Building a team can’t be easy. Take a look at Manchester United. Take a look at Chelsea. Whilst one side – United – is performing much better since appoint a new manager (the natural reaction of a team so far against their former manager that surely anyone remotely positive would see an upturn) the other – Chelsea – have already seen their ‘new manager bounce’ fade away after an incredible and unsustainable start. Both teams have wonderful individual talent, but have struggled when it has come to creating a team in the truest sense of the word.
Jurgen Klopp came to Liverpool when they had no style, no particular footprint and a team of fine but arguably not outstanding players. In the three-and-a-half years since his arrival, he has transformed us into an outstanding team with – crucially – outstanding players.

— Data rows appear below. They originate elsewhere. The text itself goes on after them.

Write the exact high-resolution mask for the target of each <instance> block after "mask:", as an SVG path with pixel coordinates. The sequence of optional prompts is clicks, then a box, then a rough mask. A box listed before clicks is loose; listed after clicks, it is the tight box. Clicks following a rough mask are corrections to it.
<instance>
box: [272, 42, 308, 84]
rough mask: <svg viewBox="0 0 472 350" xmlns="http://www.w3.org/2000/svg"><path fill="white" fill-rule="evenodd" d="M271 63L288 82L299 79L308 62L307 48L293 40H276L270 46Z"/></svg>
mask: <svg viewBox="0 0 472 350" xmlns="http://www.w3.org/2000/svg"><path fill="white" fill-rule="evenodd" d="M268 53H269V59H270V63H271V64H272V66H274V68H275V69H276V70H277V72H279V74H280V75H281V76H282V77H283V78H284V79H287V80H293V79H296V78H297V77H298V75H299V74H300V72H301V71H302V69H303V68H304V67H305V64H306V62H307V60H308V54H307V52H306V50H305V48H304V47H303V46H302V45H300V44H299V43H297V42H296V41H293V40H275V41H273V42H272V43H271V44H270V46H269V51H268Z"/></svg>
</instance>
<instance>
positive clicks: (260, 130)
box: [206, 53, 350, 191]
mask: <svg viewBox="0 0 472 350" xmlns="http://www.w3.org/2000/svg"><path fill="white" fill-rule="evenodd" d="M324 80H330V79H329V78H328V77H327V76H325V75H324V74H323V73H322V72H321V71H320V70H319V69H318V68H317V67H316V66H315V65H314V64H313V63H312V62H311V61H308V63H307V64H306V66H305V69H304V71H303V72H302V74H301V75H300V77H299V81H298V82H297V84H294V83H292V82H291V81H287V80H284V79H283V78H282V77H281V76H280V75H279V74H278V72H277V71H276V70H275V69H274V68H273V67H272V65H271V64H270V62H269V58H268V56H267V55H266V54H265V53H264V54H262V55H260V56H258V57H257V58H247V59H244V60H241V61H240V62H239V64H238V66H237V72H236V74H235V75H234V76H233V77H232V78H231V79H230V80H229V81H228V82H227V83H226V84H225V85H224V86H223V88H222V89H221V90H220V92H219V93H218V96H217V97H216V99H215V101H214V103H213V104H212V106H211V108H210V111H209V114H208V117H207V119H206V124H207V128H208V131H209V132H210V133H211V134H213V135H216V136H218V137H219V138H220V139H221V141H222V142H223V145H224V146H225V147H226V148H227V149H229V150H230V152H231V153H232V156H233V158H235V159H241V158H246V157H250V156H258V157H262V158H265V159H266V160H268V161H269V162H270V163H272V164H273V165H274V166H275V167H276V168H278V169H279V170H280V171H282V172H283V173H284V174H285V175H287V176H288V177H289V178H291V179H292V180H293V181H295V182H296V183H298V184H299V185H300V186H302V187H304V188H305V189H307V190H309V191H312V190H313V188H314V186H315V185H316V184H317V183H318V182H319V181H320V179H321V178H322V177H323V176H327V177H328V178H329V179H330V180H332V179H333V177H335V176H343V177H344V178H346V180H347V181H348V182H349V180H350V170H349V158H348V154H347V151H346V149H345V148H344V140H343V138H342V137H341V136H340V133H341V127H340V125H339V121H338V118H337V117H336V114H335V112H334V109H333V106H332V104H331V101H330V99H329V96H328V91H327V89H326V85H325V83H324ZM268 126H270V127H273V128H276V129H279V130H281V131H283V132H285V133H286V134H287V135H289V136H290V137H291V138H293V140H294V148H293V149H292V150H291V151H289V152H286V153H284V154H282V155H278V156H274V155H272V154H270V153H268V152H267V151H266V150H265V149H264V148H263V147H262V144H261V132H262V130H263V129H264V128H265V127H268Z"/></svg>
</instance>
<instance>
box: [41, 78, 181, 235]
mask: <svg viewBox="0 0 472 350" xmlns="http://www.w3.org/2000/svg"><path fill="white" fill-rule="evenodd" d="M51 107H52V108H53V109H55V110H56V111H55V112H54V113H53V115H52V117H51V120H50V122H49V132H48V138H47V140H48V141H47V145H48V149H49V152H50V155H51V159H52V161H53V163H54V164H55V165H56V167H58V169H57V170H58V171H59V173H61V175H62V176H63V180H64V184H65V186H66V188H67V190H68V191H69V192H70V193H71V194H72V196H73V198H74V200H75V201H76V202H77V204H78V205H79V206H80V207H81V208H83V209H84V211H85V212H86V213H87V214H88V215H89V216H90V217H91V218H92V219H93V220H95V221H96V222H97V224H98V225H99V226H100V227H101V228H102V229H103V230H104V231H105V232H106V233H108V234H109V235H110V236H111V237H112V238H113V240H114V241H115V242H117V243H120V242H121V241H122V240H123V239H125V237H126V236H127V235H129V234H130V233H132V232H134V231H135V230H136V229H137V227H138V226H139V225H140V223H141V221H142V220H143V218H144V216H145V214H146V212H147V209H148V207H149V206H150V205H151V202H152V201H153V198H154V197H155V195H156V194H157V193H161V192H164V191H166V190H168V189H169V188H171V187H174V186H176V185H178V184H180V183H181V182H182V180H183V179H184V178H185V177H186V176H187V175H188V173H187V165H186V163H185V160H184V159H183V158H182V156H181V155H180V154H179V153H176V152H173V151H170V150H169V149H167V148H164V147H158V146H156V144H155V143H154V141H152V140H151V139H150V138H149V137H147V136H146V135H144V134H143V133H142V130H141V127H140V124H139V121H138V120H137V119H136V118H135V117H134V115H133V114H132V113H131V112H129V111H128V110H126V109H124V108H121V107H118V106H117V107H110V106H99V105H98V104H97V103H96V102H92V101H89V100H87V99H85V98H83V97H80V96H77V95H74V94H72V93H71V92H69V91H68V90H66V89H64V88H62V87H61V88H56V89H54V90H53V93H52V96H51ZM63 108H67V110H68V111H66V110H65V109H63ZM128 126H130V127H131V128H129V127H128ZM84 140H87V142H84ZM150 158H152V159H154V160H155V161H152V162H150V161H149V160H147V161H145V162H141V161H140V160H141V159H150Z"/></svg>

The beginning of his tenure was about channelling passion to improve performance. Coming into the club mid-season, this was always likely to be the best option, but as a side of limited ability, we all knew that eventually signings were needed.
The one player that screamed star quality was our superb Brazilian playmaker Philippe Coutinho. Able to strike a ball, link play and bring play up the pitch, it was Coutinho that became a central figure to our push for the top 4 in Klopp’s second season.
The position of Coutinho in the side allowed us an additional player, stolen, if you like, from the midfield trio he was occasionally part of. Whilst he wasn’t a Klopp player in the purest sense, he worked well for the side at the time. The purchase of Alex Oxlade-Chamberlain last year, however, showed that Klopp has new ideas for the side, and as the rumours of the Brazilian’s future continued to dominate forums and newspapers, it seems Klopp saw this as a good time to mould the side into one he truly thought could win trophies and leagues.
Coutinho left and Oxlade-Chamberlain found form as the true evolution of the midfield driver that Coutinho occasionally was. Even as Chamberlain got injured, Liverpool already had Keita on the way after his purchase from RB Leipzig. The continuation of the front-3 with an additional midfielder joining from behind seemed ensured, but this season’s slow start for Naby became a stumbling block. For the first time in 3 years, Klopp didn’t have his midfield link player.
Our midfield this season has always been limited in magic. That type of slight passing and vision that true playmakers possess. Without a runner from a little deeper, our front three became more isolated. This, mixed with our steadier approach, left some performances feeling less than convincing. This seemed more obvious as Klopp dropped Firmino deeper to link our forward-line and attack. He was trying to force a halfway house.
This tactic came about because of the lack of that natural, aforementioned attacking midfielder. But as we used Mo Salah more central and Firmino deeper, it felt like we had the handbrake on and the wheels were restricted. But things could be about to change.
Although still slow, Naby Keita’s performances are gradually picking up pace. Decent second halves against Leicester City and West Ham United were followed by a stunning, potentially corner-turning performance vs Bournemouth. It seems like our mid-season trip to Dubai has benefitted one player more than others. And it’s Keita.
If Keita’s performances continue as we hope they will, that means we can free up Roberto Firmino to play more of an attacking role, one he is more accustomed to. Our front three, so devastating in the second half of last season, could be let loose just as we need them the most. On the final stretch.
Much was made of Naby Keita’s arrival. His all-action displays in Germany looked ready-made for our team and our league. Whilst his aggression was missing from a Liverpool side sometimes considered too nice, it was his link-up play, burst of speed and clever passing that we needed the most. Taking time to settle seemed fair, but as injuries piled up, many fans began to get anxious about our Guinean star.
Hopefully, though, he’s starting to settle into our system. In recent weeks, his communication has seemed more fluid. Multiple times vs Bournemouth he was seem instructing players and talking with other members of his side, even having a word with the referee at a point. He’s a player that seems to let his head fall if things don’t go his way, but like Salah and Sadio Mane ahead of him, he needs to learn how to keep battering on that door even when things aren’t going for him.
I predict a good few months (and beyond) for Keita, and hope he starts vs Bayern Munich and Manchester United. A couple of good games there, and we may be on the road to a new Little Magician. Good things come to those who wait.